According to industry insiders, the upcoming goods and services tax (GST) can spell major benefits for micro, small and medium (MSME) units in Gujarat’s pharmaceutical industry, with as much as a 25 per cent increase in business likely.
K S Chhabra, managing director of Vadodara-based Hindustan Biosynth Ltd, and honorary secretary of the Indian Drug Manufacturers Association (IDMA), Gujarat chapter, pointed out, “Once GST is introduced, the excise duty is likely to be subsumed in Central GST, which may not necessarily be at the same rate as the prevailing excise duty rate. Now, pharma majors who get contract manufacturing done from MSMEs in the excise-free havens in the hill states can return to Gujarat, which houses the largest number of pharma SMEs in the country. Doing business in tax havens may not remain as lucrative in the GST regime.”
In addition, SMEs would also be able to avail themselves of the entire input credit for taxes paid on procurement from various sources, such as import, inter-state purchases or even local purchases. “This would enable SMEs to price their products more competitively,” a senior IDMA official explained.
Kamlesh Patel, CEO, pharma operations, at West Coast Pharmaceuticals, and the immediate past president of IDMA-Gujarat Board, said, “Gujarat currently houses around 250-300 MSME formulation manufacturing units with a net turnover of over Rs 300 crore.
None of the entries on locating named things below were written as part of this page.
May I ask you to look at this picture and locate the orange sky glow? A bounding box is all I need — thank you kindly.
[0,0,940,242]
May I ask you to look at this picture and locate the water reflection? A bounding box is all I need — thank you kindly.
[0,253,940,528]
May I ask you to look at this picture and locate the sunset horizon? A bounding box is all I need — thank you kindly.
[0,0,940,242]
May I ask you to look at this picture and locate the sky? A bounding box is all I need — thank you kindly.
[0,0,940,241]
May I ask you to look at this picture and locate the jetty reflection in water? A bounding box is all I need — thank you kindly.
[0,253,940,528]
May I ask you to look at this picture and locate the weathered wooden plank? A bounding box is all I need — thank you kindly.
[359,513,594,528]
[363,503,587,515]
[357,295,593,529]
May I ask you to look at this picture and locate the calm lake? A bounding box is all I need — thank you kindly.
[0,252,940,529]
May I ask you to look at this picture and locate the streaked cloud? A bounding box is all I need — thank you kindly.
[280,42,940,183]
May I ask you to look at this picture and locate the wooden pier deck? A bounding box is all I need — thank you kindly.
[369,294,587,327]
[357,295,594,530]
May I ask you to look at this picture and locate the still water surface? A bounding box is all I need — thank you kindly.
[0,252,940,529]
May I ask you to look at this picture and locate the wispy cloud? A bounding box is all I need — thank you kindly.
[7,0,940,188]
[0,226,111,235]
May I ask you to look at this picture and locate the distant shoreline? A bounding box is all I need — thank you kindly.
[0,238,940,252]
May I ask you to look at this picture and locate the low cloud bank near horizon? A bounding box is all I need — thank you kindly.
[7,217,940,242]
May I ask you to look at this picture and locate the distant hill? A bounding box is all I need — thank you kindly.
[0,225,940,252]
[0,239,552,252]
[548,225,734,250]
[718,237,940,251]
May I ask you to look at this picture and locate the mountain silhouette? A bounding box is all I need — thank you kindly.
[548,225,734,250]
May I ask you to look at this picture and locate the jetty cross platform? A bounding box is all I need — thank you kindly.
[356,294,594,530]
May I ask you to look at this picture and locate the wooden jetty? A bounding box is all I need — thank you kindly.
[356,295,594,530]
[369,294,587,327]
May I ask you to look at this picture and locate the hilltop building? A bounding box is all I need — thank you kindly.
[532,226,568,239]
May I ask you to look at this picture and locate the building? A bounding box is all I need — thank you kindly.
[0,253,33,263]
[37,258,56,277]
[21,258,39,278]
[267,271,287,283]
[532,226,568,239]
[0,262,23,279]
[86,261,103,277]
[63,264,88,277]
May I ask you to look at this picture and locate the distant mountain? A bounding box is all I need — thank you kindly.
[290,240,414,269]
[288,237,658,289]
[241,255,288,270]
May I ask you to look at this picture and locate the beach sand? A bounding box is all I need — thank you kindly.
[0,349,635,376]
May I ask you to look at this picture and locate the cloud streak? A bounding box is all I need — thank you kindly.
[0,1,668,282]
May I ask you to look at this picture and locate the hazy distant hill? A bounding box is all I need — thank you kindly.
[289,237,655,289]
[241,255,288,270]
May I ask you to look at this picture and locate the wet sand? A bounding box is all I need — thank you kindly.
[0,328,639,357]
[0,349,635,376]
These units had lost around 50 per cent of their business to states with tax holidays, but with the upcoming GST regime, at least 25 per cent of business is likely to return to these formulation manufacturing units.”
Almost all the major pharma players in the country – including Piramal, Cadila, Alembic, Sun Pharma and Ranbaxy, among others – get contract manufacturing done for formulations, active pharmaceutical ingredients (API) and pharmaceutical intermediates from SMEs in Gujarat.
The GST, however, is unlikely to yield immediate benefits to pharma machinery manufacturing and packaging SMEs in the state, industry insiders felt.
Also, under the existing value added tax (VAT) regime, SMEs find it difficult to reach out to potential customers outside their home state, as the Central sales tax on inter-state sales increases the purchase cost to the potential buyer. This, too, is likely to change under the GST regime, and SMEs can now look at tapping clients across India, said a senior IDMA official.
Gujarat used to enjoy a 42 per cent share in the net pharma production in India around five years back, but its position in the pharma sector dwindled when Baddi in the Solan district of Himachal Pradesh emerged as a major investment destination due to a number of tax holidays that were being offered.